Pour asseoir cette doctrine sur des bases solides, l’auteur part de la Genèse (1-3), puis il parcourt les Evangiles - un exemple, son regard sur le fils prodigue : le fils a obtenu son autonomie et coupé les relations avec son Père, mais ce dernier n’a pas changé d’attitude et lorsque son fils revient, c’est la fête -, citant saint Paul, des encycliques ou des documents conciliaires. Il insiste sur la conception chrétienne de la souffrance, loin de tout dolorisme, sur la Résurrection, sur la fragilité de la vie et particulièrement sur la fragilité et « l’humilité de Dieu » (François Varillon).
L’Eglise a-t-elle voix au chapitre ? L’auteur emprunte au prélat anglican Rowan Williams la distinction entre sécularisation « procédurale », ouvrant au pluralisme et à la collaboration, et sécularisation « programmatique », qui relègue la religion à la sphère privée. C’est contre cette seconde forme qu’il se bat, « telle une voix qui crie dans le désert », persuadé de l’urgence de promouvoir un monde meilleur. L’ouvrage aborde d’autres thèmes importants, comme l’absolutisation de l’autonomie. Aujourd’hui « la volonté absolue d’autodétermination de l’homme prime sur celle, primordiale, de protéger la vie ». Ou encore l’absolutisation du corps parfait et perfectible, ce même corps dont on veut se débarrasser quand il commence à faiblir. Il aborde aussi le mythe de la qualité de la vie, un concept impossible à définir et à mesurer par des statistiques puisqu’il est éminemment personnel.
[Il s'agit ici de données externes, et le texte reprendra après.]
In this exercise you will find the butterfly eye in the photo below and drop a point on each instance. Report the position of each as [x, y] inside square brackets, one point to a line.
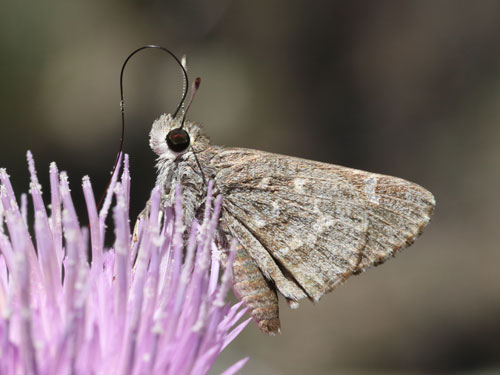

Ce livre, dense et rigoureux, qui ne prétendant ni convertir ni imposer quoi que ce soit, est à lire par tous les soignants bien sûr, mais aussi par tous ceux et celles qui réfléchissent à l’éthique sociétale. En plus, l’auteur nous ouvre, par plusieurs citations, à l’air vif de la pensée néerlandaise, pratiquement inconnue chez nous.